Im Regen gestanden - oder auch nicht

Cover des Buches Im Regen gestanden – oder auch nicht
Cover des Buches Im Regen gestanden – oder auch nicht
November 2015
25
978-3739213613

 

Ein bisschen ist Max daran schuld, dass Lilly nach der Theaterprobe den Bus verpasst, aber am meisten doch wohl sie selbst, auch wenn sie es nicht zugeben will. Wenn es wenigstens nicht so regnen und der Wind nicht so pfeifen würde! Max hat die Idee, wo sie sich unterstellen kann, und solange er neben ihr sitzt, fühlt sich die kahle Bahnhofshalle für Lilly wie ein gemütliches Wohnzimmer an.

Ebook €0,49

Autorenplauderei - Woher die Ideen kommen

Es wird viel davon geredet, dass man als Schriftsteller nur aufmerksam durchs Leben gehen müsse, um genug Stoff für seine Geschichten zu finden. Die, die das sagen, haben bestimmt nicht Unrecht, aber manchmal stellt sich eine Idee ein, wenn man überhaupt nicht darauf gefasst ist. Eine winzige Szene, zufällig und flüchtig beobachtet, zusammenhanglos, kann dann der Kern einer neuen Geschichte sein.

Genauso war es auch bei Im Regen gestanden - oder auch nicht: Eine Gruppe von Kindern auf dem Bürgersteig vor einem Imbiss, ein Mädchen läuft ein paar Schritte und bleibt dann stehen.

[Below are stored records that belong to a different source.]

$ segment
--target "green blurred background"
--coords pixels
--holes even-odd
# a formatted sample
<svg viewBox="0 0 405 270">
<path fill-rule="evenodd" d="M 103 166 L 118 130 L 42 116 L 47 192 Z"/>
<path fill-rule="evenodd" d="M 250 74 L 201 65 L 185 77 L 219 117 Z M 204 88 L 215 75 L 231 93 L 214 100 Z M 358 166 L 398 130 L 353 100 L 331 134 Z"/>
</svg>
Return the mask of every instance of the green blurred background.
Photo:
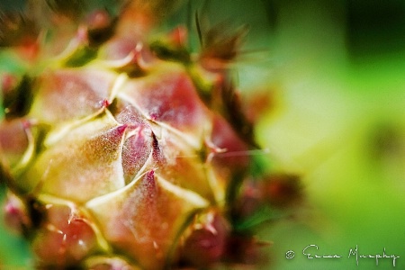
<svg viewBox="0 0 405 270">
<path fill-rule="evenodd" d="M 195 8 L 250 26 L 238 85 L 248 97 L 271 94 L 258 140 L 274 170 L 304 183 L 293 217 L 260 231 L 273 243 L 268 268 L 405 269 L 405 1 L 192 0 L 166 28 Z M 0 232 L 3 268 L 26 265 L 22 241 Z M 311 244 L 342 257 L 308 259 Z M 392 258 L 356 266 L 347 257 L 356 245 L 364 255 L 385 248 L 396 267 Z"/>
</svg>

Warum? Keine Ahnung. Ich war nur für ein paar Sekunden als ferner Beobachter dabei, schnappte im Vorbeifahren einen winzigen Ausschnitt auf, ohne Aussicht, jemals zu erfahren, was vorher war und was danach kam. Aber die Geschichte von Lilly und Max war geboren.

Sie standen zu sechst an der Pommesbude schräg gegenüber dem Schultor, Sechst- und Siebtklässler aus der Theater-AG des Kästner-Gymnasiums. Es war später Nachmittag, sie hatten Probe gehabt, eine der ersten für das Stück, das sie im Frühjahr beim Schulfest erstmals aufführen wollten. Unter der Leitung von Frau Speck, die im völligen Widerspruch zu ihrem Namen gertenschlank war und die AG zu Beginn des Schuljahres neu ins Leben gerufen hatte, hatten sie selbst Kästners bekanntes Buch Pünktchen und Anton zu einem Theaterstück verarbeitet.

 

Fynn aus der 7c sollte den Anton spielen. Er war ein nachdenklicher Junge mit Brille und braunem Wuschelhaar, der die Kinderbücher von Kästner fast auswendig herunterbeten konnte und vielleicht den größten Anteil daran hatte, dass die Umsetzung der Vorlage in das Theaterstück in den Augen aller Beteiligten rundum gelungen war. Er gab seinem Anton genau die Art, die Einstellung, die Erich Kästner ihm 1931 mitgegeben hatte, und es hatte von Anfang an keinen Zweifel daran gegeben, dass er die Rolle spielen würde.

 

Ihm stand als Pünktchen Lilly aus der 6a gegenüber, die eigentlich nur zur Theater-AG gekommen war, weil ihre Freundin Sophie sie mitgeschleppt hatte. Zwar hatte sie in der Grundschule schon Theater gespielt, aber nur, weil es von der Klassenlehrerin vorgegeben worden war, und die strenge Regie ohne jeden Freiraum, die Rolle selbst ein bisschen zu gestalten, hatte nicht dazu beigetragen, ihre Begeisterung fürs Theater zu wecken. Inzwischen war Lilly jedoch mit Freude dabei, und unter allen Mädchen, die für die weibliche Hauptrolle vorgesprochen hatten, war sie mit Abstand die beste gewesen. Sophie, die natürlich auch als Pünktchen vorgesprochen hatte, durfte nun die dicke Berta spielen, und wie alle außer den beiden Hauptdarstellern würde sie außerdem noch kleinere Nebenrollen übernehmen, weil deutlich weniger Darsteller zur Verfügung standen, als es Rollen gab.

 

Auch sie stand mit den anderen an der Pommesbude und teilte sich eine Portion Pommes mit Lilly. Für ihre Rolle hätte es nicht schaden können, stattdessen einen doppelte Portion mit dick Mayo obendrauf allein zu essen, aber da blieb sie denn doch lieber schlank und steckte sich ein Kissen unter die Bluse, um auf der Bühne das der Beschreibung entsprechende Format zu erreichen.